Four a.m. ideas. Two hours before the tinkly melody of my phone alarm would sound. I lay awake, like a child on Christmas morning, thinking about the afternoon ahead with my grandsons. After pickup from school, I would bring my five-and-a- half and seven-year-old delights back to my home for a comic party, their latest creative idea for which they had prepared all week at their own home. They did not know I had planned two games of my own invention and decorated my tiny home with balloons and streamers.
Though my hip and feet ached a bit, I smiled as I pulled the quilt to my chin. Then, a gentle thought: “You are happy now because you are “thinking on good things”
“Thank You, Lord, yes, Phillipians 4!”
For the preceding many months of depression, early morning awakening had meant hours of lying sleepless in the dark, my sluggish mind tormented by cycling fears and fretting. Daily, this has improved.
Prompt obedience. I smiled into the darkness. “Thank You, Father, thank You so so much!” I took my mussed hair, unwashed face and uncoffeed mind straight to the computer, stopping only to feed my beloved Barny cat.

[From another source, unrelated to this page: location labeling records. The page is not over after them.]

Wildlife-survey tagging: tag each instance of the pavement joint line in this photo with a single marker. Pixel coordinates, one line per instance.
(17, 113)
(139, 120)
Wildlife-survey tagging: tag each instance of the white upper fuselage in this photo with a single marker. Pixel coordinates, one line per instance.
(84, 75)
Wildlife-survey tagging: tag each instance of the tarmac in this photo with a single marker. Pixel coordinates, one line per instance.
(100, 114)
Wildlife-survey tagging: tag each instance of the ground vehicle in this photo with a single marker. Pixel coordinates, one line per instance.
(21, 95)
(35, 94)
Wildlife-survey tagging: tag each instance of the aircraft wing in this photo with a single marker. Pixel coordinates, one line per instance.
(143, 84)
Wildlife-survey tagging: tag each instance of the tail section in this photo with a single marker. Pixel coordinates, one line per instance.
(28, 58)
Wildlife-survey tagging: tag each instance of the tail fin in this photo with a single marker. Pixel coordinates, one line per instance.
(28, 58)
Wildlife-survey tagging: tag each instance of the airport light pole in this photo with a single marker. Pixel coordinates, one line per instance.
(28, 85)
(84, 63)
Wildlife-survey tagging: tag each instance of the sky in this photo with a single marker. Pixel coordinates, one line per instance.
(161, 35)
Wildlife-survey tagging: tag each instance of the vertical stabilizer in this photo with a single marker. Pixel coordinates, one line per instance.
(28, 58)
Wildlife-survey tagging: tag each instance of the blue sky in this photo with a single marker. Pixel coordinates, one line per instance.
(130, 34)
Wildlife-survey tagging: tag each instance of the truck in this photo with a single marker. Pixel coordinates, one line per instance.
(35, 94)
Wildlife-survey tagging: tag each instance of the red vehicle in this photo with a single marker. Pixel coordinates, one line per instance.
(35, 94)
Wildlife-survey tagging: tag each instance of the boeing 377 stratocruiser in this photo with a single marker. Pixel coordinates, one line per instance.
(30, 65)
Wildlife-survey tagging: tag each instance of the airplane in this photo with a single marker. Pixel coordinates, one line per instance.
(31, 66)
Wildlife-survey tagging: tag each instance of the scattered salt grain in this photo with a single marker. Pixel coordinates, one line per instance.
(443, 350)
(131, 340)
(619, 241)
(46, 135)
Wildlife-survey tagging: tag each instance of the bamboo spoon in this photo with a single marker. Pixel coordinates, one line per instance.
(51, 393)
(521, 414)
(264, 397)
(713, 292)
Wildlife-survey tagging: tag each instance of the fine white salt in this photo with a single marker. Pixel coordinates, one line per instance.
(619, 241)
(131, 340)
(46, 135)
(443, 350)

My loving Heavenly Father was, again, guiding with tender pats on my head. I recognized an idea for a blog post when I had one! He had awakened me yesterday with an idea, too, but I had begun my morning routine before I sat down to type. And the post had not been written. However, God is rich in grace and mercy, so . . .
Yesterday’s pondering passage had been I Corinthians 8:3: “But if one loves God truly [with affectionate reverence, prompt obedience, and grateful recognition of His blessing] he is known by God [recognized as worthy of His intimacy and love and is owned by Him.] Notice the verse says prompt obedience. . . And my Bible reading last night had included Genesis 18, where Abraham had RUN to show hospitality when the Lord appeared to him.
The word of God is alive (Hebrews 4:12) and it had borne fruit in my spirit. This morning, I promptly obeyed God.
Trust . . . and God will be with you! My life verse is Proverbs 3:5-6. After 37 years of walking with my beloved Father, I am understanding, a little. The previous day at work had included many moments of struggle with insecurity, but I had consistently—by His great grace—pondered I Corinthians 8:3 and tried to do every little task for Him and in His presence. And when I came home, I had prayerfully worked a bit more on blogging tasks, all the while still not feeling so good.
When your ways please the Lord. God is blessing as I try to write for Him and His kingdom’s sake, with: wakeup calls via blog post ideas; the renewal of my mind; and a more balanced, connected life. “When a man’s ways are pleasing to the LORD, He makes even his enemies live at peace with him.” (Proverbs 16:7, New American Standard Bible.)
I am faaaar from perfect, dear friend, but God is rewarding my baby steps to serve Him. He longs, earnestly, to do the same for you!